O meu pai nunca tinha sido um homem demasiado expressivo, mas mais tarde compreendi que a minha ascensão cultural o tinha despojado do laconismo que exibia e, desde que eu passei o exame do Estado com distinção, reinava naquela casa o silêncio porque eles nem se falavam por cansaço e nem me falavam por timidez, e eu correspondia da mesma maneira, não por orgulho mas sim porque compreendi que o meu código nunca mais seria o seu. Mas, por vezes, canto zarzuela. Mais tenor que barítono lanço-me à La tabernera del puerto:

No puede ser
esa mujer es buena
no puede ser
una vulgar sirena.

Compreendo que a letra é vexatória para a inteligência humana, mas uma certa dose de irracionalidade ajuda-nos a continuar a ser racionais no fundamental. Como este movimento irracional que me leva ao cais para ver se chega a lancha de Myrna, um pouco angustiado porque só faltam dois barcos regulares e, ao chegar mais tarde, Myrna teria de procurar um barqueiro simpático que estivesse disposto a levá-la às ilhas.
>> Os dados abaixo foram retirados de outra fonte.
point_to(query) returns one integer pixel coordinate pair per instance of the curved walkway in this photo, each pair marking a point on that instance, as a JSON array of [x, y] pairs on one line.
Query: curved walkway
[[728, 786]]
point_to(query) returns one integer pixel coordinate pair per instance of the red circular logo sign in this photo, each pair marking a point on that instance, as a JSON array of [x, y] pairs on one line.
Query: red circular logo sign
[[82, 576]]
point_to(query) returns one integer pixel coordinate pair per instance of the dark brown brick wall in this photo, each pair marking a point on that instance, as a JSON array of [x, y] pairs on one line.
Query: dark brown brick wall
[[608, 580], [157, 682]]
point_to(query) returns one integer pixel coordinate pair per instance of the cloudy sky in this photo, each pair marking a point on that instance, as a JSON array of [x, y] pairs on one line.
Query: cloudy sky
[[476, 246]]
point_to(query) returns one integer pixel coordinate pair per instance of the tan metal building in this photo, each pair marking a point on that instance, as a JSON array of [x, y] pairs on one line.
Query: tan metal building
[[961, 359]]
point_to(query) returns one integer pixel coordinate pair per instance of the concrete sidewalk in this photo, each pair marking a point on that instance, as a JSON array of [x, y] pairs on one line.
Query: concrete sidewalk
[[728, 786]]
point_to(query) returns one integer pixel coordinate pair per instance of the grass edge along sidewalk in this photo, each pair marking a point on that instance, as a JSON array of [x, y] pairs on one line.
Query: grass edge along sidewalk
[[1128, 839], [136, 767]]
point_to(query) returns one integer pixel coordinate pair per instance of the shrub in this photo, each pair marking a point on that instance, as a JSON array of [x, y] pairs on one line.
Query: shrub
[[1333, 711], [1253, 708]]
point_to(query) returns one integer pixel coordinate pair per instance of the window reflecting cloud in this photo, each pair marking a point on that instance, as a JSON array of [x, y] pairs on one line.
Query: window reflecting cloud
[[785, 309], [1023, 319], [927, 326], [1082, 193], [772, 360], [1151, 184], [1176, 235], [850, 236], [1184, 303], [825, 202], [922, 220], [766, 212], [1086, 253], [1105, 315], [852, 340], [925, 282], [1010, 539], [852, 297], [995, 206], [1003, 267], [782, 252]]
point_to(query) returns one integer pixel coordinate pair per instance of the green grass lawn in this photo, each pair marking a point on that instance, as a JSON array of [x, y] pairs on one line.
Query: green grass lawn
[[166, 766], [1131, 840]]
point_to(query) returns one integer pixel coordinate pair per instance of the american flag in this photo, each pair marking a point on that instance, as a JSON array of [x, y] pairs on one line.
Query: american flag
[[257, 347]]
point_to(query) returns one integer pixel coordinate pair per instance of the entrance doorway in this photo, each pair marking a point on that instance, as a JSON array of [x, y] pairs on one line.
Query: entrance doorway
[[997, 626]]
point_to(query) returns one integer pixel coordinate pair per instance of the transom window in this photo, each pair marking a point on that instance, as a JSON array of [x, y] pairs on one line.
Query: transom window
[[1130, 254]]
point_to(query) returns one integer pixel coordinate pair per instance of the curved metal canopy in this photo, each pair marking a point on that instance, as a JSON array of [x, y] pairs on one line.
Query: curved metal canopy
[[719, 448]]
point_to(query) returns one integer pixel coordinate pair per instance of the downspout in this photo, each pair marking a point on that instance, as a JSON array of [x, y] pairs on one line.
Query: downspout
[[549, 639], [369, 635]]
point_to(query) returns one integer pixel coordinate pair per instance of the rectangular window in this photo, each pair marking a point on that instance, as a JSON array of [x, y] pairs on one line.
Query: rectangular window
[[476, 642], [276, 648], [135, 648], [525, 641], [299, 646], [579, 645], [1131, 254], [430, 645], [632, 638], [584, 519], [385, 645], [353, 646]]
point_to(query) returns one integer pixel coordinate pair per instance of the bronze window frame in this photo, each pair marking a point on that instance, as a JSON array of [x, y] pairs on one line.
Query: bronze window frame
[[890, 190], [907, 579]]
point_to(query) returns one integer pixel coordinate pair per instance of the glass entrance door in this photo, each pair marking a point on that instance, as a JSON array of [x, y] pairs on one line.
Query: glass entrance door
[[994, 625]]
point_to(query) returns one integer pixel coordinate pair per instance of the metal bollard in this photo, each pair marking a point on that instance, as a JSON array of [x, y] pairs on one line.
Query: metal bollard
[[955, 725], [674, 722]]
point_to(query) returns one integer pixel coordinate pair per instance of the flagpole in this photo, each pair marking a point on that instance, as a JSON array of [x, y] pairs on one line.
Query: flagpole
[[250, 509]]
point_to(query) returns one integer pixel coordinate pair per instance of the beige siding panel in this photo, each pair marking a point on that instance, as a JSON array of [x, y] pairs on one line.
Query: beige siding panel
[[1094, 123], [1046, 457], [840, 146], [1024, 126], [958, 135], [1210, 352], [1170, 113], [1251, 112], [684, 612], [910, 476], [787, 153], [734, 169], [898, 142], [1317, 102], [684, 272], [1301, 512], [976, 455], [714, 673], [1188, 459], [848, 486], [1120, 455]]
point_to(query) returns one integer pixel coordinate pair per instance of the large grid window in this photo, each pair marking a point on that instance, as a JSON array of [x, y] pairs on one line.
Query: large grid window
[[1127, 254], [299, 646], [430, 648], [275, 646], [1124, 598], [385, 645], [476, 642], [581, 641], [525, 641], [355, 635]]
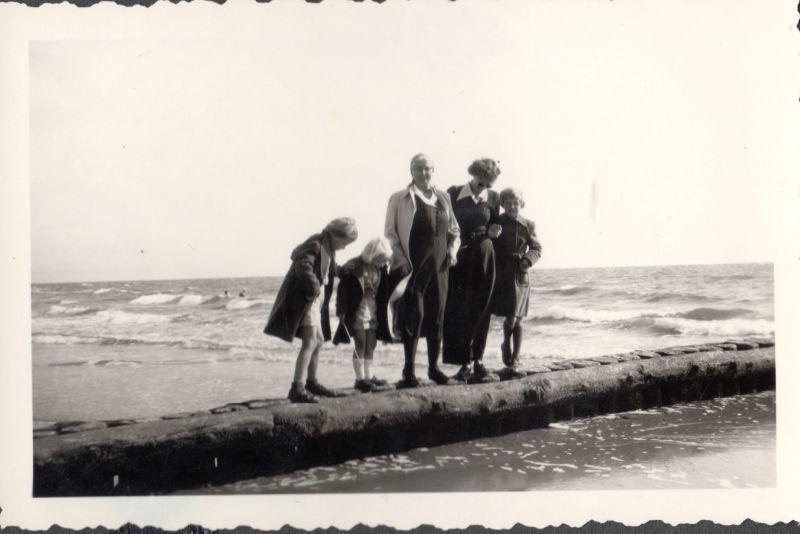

E rompe o mar, como se o iluminasse, a lancha que a traz, tenho a certeza, e confirma-o o brilho da sua cabeça dourada por um excelente tom que evoca a cor natural da sua bem acabada juventude, ainda que o meu prazer pela chegada se dissipe ao vê-la acompanhada por dois colegas que se vão, não pelo melhor, insinuando: o chato do Figueiro Amaral e o insuportável Aurelio Estremoz Garcia, para servir a Deus e a si como costuma repetir uma e outra vez, pensando que é engraçadinho ou ateu, na sua imperfeição». In Manuel Vázquez Montalbán, Erec e Enide, 2002, Difel, Algés, 2003, ISBN 972-29-0651-8.